Initially, we utilized Logistic Regression to construct our model, with Recall as our key performance metric. We found that variables such as Income, Education, CD Account, Family, and CCAvg emerged as significant contributors to the classification process.
By leveraging the ROC-AUC curve and optimal threshold, we enhanced the model's performance, achieving high recall and accuracy. This model thus emerged as our best-performing one.
We also explored Decision Trees, mindful of their tendency to overfit. Despite this, their minimal need for data preprocessing and their ease of understanding make them a valuable asset. We experimented with both prepruned and post-pruned Decision Trees, with the latter yielding an impressive 98% recall and 98% accuracy.

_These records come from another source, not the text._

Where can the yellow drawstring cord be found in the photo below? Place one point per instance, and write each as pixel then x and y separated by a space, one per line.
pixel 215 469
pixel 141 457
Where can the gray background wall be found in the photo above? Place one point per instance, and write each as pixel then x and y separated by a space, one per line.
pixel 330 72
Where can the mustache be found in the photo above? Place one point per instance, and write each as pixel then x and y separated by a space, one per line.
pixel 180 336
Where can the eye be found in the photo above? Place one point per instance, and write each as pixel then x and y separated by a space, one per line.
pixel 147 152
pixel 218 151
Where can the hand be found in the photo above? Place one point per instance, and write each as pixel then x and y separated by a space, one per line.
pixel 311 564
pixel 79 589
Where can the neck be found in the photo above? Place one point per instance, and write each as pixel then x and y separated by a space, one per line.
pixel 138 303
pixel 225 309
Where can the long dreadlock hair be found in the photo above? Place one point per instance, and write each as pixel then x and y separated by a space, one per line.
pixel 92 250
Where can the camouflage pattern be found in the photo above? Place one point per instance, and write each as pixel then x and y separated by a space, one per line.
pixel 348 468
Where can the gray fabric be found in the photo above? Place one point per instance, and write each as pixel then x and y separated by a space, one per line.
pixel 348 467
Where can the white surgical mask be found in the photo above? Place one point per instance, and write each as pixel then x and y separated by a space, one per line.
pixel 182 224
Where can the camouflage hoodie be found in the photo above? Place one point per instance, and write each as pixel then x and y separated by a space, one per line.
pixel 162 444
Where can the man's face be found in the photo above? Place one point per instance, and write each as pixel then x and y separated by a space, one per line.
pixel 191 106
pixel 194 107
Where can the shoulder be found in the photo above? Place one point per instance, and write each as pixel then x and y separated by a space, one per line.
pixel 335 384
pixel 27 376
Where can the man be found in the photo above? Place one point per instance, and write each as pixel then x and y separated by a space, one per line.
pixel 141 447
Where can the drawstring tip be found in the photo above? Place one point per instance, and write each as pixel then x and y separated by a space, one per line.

Key variables in predicting a customer's propensity to purchase a personal loan included Income, Graduate degree holders, and customers with three family members. These insights equip us with a deeper understanding of our target audience, an invaluable asset in shaping future campaigns.
Conclusion
Leveraging the Decision Tree model with post-pruning has yielded impressive results, achieving an outstanding recall score of 98% on train and 96% on test dataset respectively. After Post Pruning ,the false negative has reduced to 7,This superior level of accuracy underscores the model's ability to correctly identify a high percentage of actual positive cases, making it a powerful tool for our predictions.
Our Exploratory Data Analysis further illuminated the significant role that income and education play in determining whether an individual is likely to borrow a personal loan. Armed with these insights, we can better understand and interpret the relationships our model uncovers, providing a clear roadmap for our predictive efforts.
Given our priority to correctly identify as many potential loan borrowers as possible, the Decision Tree model, particularly with post-pruning, stands out as the best choice for our prediction task. Its ability to prevent overfitting and enhance generalizability, coupled with its high interpretability, makes it an ideal fit for our needs.
The analysis of our Personal Loan campaign data has offered us a nuanced understanding of our customer profiles and their likelihood to opt for a loan. Decision Trees and Logistic Regression, both having their own advantages, were used to derive these insights.
Decision Trees, with their low requirements for data preparation and intuitive visualization, are a valuable tool, despite their tendency to overfit. On the other hand, Logistic Regression, while more demanding in data preparation, provides a more robust model.
Our analysis has underscored the importance of factors such as Income, Education, Family size, and Average credit card spending (CCAvg), in predicting the likelihood of a customer taking a personal loan.
We have identified three distinct customer profiles:
High Profile Clients: These are individuals with high income, advanced/graduate level education, families of 3 or 4 members, and high spending habits. These customers have the highest likelihood of taking personal loans.
Average Profile: These customers have medium income levels, graduate level education, families of 3 or 4 members, and medium spending habits. They represent our second priority.
Low Profile: These customers have lower income, undergraduate education, families of 3 or 4 members, and low spending habits. Currently, our model has difficulty identifying exceptional cases within this group who may be inclined to take a personal loan. Additionally, customer average spending and mortgage details also play a role in the decision to take a personal loan, as indicated by both EDA and Logistic Regression.
For our campaign strategy, we suggest initially targeting high-profile customers with personal relationship managers. These professionals can address any concerns and persuade these customers to opt for a loan with competitive interest rates. Prequalifying for loans can also be a significant draw for these customers.
Next, our focus should shift to the average profile customers, creating tailored strategies for this group.